We can improve the running time of quicksort in practice by taking advantage of the fast running time of insertion sort when its input is “nearly” sorted. Upon calling quicksort on a subarray with fewer than \(k\) elements, let it simply return without sorting the subarray. After the top-level call to quicksort returns, run insertion sort on the entire array to finish the sorting process. Argue that this sorting algorithm runs in \(O(nk + n \lg(n/k))\) expected time. How should we pick \(k\), both in theory and in practice?

This hybrid approach combines quicksort’s efficient partitioning with insertion sort’s speed on nearly sorted data. Let’s analyze its running time and determine the optimal value of \(k\).

Phase 1: Quicksort down to size \(k\)

When we stop quicksort at subarrays of size \(k\), the recursion tree has depth approximately \(\lg(n/k)\) instead of \(\lg n\). Here’s why:

At each level, subarrays are partitioned roughly in half. Starting with size \(n\), after \(d\) levels, subarray sizes are approximately \(n/2^d\). We stop when:

\[\frac{n}{2^d} = k \quad \Rightarrow \quad d = \lg(n/k)\]

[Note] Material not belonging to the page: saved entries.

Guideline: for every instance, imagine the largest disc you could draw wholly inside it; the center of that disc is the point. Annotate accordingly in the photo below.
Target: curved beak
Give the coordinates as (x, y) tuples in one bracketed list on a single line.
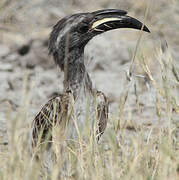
[(109, 19)]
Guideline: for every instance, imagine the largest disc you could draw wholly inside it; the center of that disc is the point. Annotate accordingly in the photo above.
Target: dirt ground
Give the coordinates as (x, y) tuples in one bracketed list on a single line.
[(29, 77)]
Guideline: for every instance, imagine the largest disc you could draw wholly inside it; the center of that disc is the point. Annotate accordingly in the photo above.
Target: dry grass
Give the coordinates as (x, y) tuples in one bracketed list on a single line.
[(129, 150)]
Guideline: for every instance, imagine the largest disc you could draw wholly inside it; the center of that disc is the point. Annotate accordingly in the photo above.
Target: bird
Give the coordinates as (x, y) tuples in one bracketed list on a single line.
[(79, 98)]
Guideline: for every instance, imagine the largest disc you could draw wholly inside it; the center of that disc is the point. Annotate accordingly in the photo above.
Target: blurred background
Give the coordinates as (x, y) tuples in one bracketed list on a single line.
[(29, 77)]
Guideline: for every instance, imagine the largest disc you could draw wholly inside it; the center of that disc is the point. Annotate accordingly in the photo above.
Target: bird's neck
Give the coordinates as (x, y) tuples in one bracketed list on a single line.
[(76, 76)]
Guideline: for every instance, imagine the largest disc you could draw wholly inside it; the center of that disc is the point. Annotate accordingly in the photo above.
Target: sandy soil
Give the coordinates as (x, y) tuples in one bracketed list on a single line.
[(29, 76)]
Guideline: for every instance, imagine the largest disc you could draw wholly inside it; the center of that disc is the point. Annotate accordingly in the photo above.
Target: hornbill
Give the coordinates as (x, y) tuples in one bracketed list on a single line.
[(66, 44)]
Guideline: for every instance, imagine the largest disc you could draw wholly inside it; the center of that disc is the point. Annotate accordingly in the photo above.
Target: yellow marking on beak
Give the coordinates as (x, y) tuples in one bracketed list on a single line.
[(102, 21)]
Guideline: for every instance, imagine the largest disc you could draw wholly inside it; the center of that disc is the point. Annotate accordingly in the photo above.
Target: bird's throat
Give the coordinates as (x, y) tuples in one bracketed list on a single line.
[(76, 77)]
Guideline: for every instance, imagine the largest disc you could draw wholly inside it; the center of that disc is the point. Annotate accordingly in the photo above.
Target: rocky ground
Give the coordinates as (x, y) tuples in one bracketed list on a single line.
[(29, 77)]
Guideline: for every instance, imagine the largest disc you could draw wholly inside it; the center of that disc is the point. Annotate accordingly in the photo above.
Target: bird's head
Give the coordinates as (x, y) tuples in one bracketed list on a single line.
[(76, 30)]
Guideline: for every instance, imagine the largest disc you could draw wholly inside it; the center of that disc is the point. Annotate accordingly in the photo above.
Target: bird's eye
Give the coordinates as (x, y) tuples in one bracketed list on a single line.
[(83, 28)]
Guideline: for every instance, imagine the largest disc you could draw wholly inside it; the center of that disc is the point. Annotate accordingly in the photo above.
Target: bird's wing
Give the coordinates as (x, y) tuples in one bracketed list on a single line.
[(51, 114)]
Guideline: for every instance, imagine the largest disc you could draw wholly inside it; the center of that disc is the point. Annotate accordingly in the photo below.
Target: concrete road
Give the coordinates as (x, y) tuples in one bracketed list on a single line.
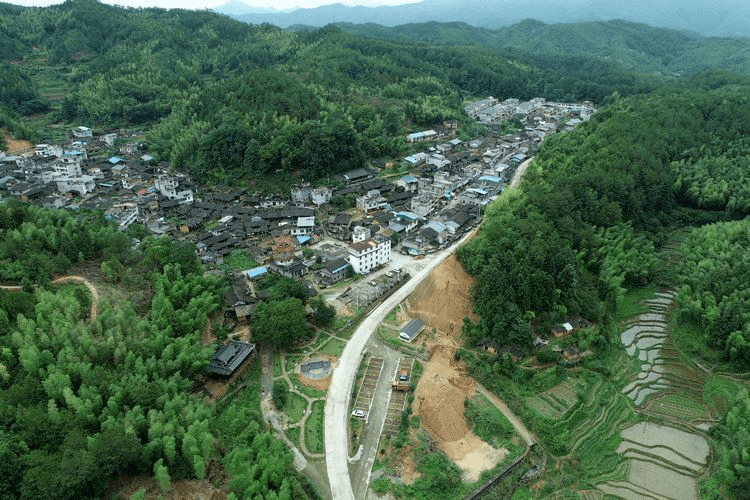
[(360, 471), (339, 392)]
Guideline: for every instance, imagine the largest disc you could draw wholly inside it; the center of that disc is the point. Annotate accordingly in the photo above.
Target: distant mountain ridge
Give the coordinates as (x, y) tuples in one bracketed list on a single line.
[(706, 17), (234, 8)]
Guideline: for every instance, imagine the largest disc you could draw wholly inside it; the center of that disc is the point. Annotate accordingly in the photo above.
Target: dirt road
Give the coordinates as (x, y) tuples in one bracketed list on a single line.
[(339, 393), (520, 172), (89, 285), (69, 279)]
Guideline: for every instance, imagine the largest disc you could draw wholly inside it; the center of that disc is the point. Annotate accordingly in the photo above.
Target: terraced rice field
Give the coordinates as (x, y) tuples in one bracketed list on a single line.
[(555, 402), (369, 382), (661, 462)]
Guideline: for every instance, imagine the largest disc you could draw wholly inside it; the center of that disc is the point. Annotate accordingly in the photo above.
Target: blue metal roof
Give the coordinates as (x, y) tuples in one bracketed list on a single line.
[(256, 272), (491, 178)]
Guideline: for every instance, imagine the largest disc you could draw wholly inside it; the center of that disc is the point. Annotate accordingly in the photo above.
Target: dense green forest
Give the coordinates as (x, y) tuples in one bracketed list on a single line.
[(627, 46), (596, 201), (233, 102), (84, 400)]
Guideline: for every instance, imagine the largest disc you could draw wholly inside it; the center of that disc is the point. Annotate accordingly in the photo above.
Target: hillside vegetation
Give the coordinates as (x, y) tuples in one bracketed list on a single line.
[(593, 205), (234, 102)]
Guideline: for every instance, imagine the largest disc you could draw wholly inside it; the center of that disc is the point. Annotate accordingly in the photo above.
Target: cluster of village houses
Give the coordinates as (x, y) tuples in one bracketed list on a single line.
[(436, 202)]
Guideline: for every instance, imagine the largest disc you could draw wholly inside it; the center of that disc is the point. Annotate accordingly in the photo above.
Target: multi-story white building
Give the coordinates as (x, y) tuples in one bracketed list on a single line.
[(321, 195), (364, 256)]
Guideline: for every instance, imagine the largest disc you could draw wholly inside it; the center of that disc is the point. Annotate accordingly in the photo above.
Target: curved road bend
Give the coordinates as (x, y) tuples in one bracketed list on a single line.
[(339, 392), (342, 381)]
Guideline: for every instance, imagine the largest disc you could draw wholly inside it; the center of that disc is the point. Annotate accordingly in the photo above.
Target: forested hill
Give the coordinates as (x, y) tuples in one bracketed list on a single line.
[(635, 47), (596, 202), (234, 102), (726, 18)]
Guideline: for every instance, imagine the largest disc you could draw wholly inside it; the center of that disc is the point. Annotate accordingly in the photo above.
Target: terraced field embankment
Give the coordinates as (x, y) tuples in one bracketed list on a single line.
[(663, 460)]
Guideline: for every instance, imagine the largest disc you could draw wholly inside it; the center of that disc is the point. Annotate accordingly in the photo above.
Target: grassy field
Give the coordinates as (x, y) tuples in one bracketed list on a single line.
[(292, 434), (308, 391), (276, 364), (314, 429), (632, 301), (488, 422), (290, 361), (334, 347), (295, 407)]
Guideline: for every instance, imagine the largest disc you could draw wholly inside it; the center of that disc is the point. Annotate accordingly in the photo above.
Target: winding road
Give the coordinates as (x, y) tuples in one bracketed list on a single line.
[(339, 392), (342, 381)]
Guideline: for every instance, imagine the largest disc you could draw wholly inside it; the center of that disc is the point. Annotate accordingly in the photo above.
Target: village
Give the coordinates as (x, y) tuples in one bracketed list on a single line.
[(355, 222)]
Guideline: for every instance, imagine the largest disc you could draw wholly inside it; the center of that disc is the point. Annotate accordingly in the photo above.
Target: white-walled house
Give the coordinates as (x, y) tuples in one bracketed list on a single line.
[(364, 256)]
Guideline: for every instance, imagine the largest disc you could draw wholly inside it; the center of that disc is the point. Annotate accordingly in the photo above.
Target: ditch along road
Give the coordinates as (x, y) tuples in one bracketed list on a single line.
[(336, 415)]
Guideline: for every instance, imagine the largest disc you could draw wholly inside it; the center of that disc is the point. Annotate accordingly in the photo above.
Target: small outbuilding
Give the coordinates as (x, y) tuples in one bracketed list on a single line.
[(411, 330), (230, 357), (257, 272)]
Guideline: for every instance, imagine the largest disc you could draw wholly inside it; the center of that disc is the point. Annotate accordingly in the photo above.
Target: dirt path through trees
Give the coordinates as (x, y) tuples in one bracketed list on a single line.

At each of these \(\lg(n/k)\) levels, we do \(O(n)\) total work for partitioning. Therefore, the quicksort phase costs:

\[O(n \lg(n/k))\]

After this phase, the array consists of approximately \(n/k\) sorted “blocks” of size at most \(k\), with elements in each block unordered but all elements in one block smaller than all elements in later blocks.

Phase 2: Insertion sort on the entire array

After quicksort stops, we have roughly \(n/k\) unsorted groups of size \(k\). Within each group, elements can be arbitrarily ordered. However, elements from different groups are already in the correct relative order (all elements in one group are smaller than all elements in the next group).

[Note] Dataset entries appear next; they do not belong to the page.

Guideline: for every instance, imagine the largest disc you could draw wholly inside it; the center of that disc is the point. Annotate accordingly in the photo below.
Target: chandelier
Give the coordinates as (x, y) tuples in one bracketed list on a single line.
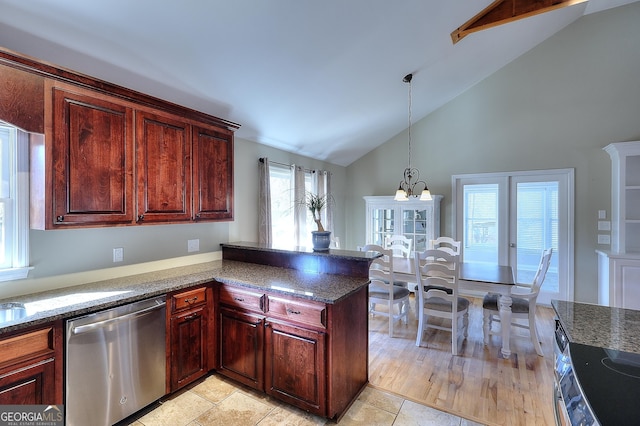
[(411, 186)]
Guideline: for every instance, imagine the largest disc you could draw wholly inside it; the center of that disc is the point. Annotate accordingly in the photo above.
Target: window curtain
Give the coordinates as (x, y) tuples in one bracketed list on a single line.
[(322, 187), (264, 203), (300, 211)]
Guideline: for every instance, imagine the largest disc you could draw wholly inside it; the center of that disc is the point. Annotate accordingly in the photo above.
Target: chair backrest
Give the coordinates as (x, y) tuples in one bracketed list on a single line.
[(541, 273), (399, 244), (381, 268), (436, 275), (447, 244)]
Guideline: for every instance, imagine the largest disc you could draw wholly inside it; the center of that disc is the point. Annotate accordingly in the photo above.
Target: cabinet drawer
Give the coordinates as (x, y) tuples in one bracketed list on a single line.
[(241, 298), (27, 344), (302, 312), (188, 299)]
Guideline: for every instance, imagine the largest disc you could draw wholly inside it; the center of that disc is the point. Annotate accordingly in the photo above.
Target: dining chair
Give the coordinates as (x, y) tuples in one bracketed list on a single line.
[(447, 244), (382, 289), (437, 271), (523, 306), (399, 244)]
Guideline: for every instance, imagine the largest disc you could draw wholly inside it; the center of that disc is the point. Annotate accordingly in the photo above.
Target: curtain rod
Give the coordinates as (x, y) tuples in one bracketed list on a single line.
[(261, 159)]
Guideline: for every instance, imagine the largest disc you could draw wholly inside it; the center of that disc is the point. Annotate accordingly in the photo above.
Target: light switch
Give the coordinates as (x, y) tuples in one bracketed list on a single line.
[(604, 225)]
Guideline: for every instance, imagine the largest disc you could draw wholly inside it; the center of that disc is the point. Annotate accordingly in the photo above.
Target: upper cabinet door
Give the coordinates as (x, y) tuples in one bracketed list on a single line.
[(163, 167), (213, 174), (92, 158)]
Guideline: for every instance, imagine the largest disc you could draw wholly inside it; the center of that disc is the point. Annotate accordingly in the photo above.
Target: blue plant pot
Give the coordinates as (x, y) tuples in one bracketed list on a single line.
[(321, 240)]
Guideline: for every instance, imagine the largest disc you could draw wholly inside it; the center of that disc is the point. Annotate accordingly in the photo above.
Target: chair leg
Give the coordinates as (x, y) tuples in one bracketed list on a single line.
[(391, 319), (420, 328), (534, 333), (486, 326), (465, 324), (405, 311)]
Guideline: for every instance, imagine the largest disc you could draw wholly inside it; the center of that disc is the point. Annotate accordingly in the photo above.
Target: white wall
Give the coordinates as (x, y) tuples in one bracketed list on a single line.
[(556, 106)]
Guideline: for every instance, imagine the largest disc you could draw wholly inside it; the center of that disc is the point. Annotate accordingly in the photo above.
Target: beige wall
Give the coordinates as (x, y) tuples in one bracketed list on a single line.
[(57, 253), (556, 106)]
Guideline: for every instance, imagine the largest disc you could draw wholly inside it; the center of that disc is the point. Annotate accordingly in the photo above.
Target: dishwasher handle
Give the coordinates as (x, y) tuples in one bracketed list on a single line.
[(89, 327)]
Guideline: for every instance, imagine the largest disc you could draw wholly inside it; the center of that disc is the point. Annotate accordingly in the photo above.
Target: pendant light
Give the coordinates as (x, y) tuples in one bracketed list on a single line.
[(411, 184)]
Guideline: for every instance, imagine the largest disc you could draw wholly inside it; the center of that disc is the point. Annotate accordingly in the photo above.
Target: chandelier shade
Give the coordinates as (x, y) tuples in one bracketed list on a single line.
[(411, 186)]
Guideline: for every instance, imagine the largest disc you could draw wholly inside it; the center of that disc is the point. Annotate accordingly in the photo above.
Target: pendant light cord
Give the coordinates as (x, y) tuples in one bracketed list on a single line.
[(407, 79)]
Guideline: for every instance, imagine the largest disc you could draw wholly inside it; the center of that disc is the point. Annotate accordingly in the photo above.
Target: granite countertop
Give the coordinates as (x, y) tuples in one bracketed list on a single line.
[(600, 326), (74, 301), (337, 253)]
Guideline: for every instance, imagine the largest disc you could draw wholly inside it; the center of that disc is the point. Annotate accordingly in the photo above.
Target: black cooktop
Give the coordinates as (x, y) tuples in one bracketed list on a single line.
[(610, 380)]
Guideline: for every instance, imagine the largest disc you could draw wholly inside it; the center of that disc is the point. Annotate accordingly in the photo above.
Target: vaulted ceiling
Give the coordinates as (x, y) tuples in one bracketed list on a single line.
[(318, 78)]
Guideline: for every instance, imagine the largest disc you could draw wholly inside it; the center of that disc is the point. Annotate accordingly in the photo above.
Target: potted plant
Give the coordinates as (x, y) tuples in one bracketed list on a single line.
[(315, 203)]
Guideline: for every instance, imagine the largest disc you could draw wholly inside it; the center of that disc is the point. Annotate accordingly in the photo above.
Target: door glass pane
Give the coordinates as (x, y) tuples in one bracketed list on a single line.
[(537, 229), (382, 225), (414, 226), (480, 231)]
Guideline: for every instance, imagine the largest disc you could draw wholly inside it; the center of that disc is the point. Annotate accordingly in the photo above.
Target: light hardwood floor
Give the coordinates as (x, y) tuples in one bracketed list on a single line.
[(478, 384)]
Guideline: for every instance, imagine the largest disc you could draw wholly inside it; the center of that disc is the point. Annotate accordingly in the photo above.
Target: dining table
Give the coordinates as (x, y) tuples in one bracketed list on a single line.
[(474, 278)]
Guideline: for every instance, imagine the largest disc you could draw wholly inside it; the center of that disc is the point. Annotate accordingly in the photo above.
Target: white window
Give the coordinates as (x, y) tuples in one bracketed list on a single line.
[(14, 203), (283, 208)]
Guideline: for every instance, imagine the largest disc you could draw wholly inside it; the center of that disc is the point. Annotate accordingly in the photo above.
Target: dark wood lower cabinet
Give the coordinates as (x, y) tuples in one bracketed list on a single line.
[(31, 367), (241, 343), (189, 336), (189, 347), (306, 353), (295, 366), (29, 385)]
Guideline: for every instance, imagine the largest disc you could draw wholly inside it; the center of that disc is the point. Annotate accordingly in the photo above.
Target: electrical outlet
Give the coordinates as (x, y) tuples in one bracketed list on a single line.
[(118, 254), (193, 245)]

When insertion sort runs on this array, each of the \(n\) elements needs to move at most \(k\) positions (within its group). An element from a group of size \(k\) makes at most \(k\) comparisons and swaps. With \(n\) elements:

\[O(nk)\]

Adding the two phases gives the total running time:

\[O(n \lg(n/k)) + O(nk) = O(nk + n \lg(n/k))\]

In theory, to minimize the total running time we want to minimize:

\[f(k) = nk + n \lg(n/k) = nk + n \lg n - n \lg k\]

Taking the derivative with respect to \(k\):

\[\frac{df}{dk} = n - \frac{n}{k \ln 2}\]

Setting to zero:

\[n - \frac{n}{k \ln 2} = 0 \quad \Rightarrow \quad k = \frac{1}{\ln 2} \approx 1.44\]

This suggests \(k = \Theta(1)\) (a small constant) is optimal. However, since \(k\) must be at least 1, and we’re dealing with discrete values, we should choose \(k\) to be a small constant like \(k = 10\) to \(k = 20\).

With \(k = \Theta(1)\):

\[O(n \cdot 1 + n \lg(n/1)) = O(n + n \lg n) = O(n \lg n)\]

In fact \(k\) does not have to be constant for the asymptotics to stay optimal. Any choice up to \(k = O(\lg n)\) keeps both terms within \(\Theta(n \lg n)\), since \(nk = O(n \lg n)\) and \(n \lg(n/k) = O(n \lg n)\). The hybrid algorithm therefore maintains quicksort’s asymptotic performance for any such \(k\) while improving the constant factors.

In practice, \(k\) should be chosen based on:

  1. The constant factors in quicksort vs. insertion sort on your specific hardware
  2. Cache effects (insertion sort has better cache locality for small arrays)
  3. Empirical testing with representative data

Typical values used in production implementations are \(k = 10\) to \(k = 50\). Too small and we don’t save enough quicksort overhead; too large and insertion sort becomes slow.